Limitations & Future Work¶
- Node2Vec embeddings for the spatial graph depend on trajectory coverage in the training set—effective embeddings may not be obtainable for new or data-sparse regions.
- Patch size \(P\) is a fixed hyperparameter; different scenarios (urban vs. highway) may require different settings.
- Evaluation is conducted on only two datasets; non-vehicular trajectories (pedestrian, cycling) are not assessed.
- The CGA weight triple \((w_{\text{endpoint}}, w_{\text{base}}, w_{\text{direction}})\) requires manual tuning.
Related Work & Insights¶
- Traditional methods: EDR (edit distance with spatial threshold), Hausdorff (maximum nearest-neighbor distance), Fréchet (order-aware spatiotemporal distance) → computationally expensive and semantics-agnostic.
- RNN-based methods: t2vec (seq2seq autoencoder) → TrjSR / E2DTC (recurrent + attention) → non-parallelizable with weak long-range dependency modeling.
- Transformer + contrastive learning: TrajCL (trajectory augmentation + dual-feature attention), CLEAR (multi-positive contrastive learning) → \(O(L^2)\) complexity with semantics-agnostic augmentation.

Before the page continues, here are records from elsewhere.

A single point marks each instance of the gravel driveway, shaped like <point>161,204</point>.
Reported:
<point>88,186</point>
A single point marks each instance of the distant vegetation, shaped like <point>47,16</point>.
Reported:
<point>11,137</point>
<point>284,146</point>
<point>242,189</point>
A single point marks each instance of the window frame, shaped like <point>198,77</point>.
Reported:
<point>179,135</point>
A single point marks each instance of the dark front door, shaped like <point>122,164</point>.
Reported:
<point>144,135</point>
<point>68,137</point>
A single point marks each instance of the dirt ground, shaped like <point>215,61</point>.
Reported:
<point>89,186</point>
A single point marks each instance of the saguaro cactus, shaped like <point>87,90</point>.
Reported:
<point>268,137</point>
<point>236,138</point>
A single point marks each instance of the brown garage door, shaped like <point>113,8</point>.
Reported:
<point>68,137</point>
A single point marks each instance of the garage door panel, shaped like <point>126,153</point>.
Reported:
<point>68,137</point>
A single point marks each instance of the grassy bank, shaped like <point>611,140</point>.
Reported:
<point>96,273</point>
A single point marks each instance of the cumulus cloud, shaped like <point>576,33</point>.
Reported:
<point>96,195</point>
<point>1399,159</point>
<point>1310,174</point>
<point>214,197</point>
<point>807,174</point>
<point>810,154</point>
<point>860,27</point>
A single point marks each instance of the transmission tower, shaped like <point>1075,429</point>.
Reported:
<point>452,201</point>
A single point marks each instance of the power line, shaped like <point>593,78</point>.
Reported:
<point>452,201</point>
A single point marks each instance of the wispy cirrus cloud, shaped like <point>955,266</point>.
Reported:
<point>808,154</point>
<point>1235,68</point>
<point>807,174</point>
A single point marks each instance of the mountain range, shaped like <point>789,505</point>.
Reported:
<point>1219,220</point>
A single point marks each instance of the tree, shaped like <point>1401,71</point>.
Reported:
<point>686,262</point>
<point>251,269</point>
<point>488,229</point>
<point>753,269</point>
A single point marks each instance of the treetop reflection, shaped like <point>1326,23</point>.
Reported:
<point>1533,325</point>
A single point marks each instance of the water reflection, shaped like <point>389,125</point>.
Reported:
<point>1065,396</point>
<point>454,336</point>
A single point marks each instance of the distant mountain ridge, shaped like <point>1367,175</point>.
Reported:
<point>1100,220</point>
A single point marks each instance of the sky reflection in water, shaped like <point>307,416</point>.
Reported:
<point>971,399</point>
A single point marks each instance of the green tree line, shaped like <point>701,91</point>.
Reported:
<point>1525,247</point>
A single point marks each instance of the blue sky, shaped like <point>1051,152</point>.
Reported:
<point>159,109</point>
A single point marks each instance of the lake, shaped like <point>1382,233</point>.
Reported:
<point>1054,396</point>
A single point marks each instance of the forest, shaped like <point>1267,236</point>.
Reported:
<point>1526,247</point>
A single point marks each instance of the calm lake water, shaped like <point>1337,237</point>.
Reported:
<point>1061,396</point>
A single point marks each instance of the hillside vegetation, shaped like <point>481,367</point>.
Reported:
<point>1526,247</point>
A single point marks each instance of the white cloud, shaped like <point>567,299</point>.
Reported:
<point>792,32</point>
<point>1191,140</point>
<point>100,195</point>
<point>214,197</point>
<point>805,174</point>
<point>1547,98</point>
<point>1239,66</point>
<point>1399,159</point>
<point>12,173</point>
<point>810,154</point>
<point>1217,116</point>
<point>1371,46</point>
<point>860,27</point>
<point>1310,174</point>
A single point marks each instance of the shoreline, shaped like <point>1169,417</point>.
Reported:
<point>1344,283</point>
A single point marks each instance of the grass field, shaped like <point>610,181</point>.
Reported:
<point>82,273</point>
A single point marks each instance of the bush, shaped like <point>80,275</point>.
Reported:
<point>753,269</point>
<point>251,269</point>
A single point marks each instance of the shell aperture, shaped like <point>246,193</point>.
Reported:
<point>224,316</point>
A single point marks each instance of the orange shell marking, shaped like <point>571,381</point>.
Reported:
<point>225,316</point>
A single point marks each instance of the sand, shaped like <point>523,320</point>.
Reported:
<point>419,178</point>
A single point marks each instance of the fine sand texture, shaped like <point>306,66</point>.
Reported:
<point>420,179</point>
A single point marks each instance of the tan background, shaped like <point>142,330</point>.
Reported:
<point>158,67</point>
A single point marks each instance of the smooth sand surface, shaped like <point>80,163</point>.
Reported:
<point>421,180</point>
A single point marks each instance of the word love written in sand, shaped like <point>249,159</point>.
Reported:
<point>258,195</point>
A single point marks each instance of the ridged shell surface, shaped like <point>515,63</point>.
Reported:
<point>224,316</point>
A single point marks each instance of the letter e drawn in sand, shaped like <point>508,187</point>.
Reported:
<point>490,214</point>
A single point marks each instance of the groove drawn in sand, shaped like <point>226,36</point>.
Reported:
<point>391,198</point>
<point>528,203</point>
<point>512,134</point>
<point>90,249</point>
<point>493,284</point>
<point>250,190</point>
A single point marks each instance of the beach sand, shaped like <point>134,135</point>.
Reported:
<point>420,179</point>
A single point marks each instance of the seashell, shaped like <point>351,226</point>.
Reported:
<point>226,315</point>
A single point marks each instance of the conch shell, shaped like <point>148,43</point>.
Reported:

- Positioning of MovSemCL: The first work to unify movement-semantic feature extraction, hierarchical patch encoding, and semantics-aware augmentation within a contrastive learning framework.
Rating¶
- Novelty: ⭐⭐⭐⭐ — CGA is novel and practical; the combination of movement semantics and hierarchical encoding reflects thoughtful design.
- Experimental Thoroughness: ⭐⭐⭐⭐ — Six research questions, multi-dataset evaluation, efficiency analysis, complete ablation and hyperparameter studies.
- Writing Quality: ⭐⭐⭐⭐ — Three limitations mapped to three design components; clear and coherent structure.
- Value: ⭐⭐⭐⭐ — Provides an efficient and semantically rich complete solution for trajectory representation learning.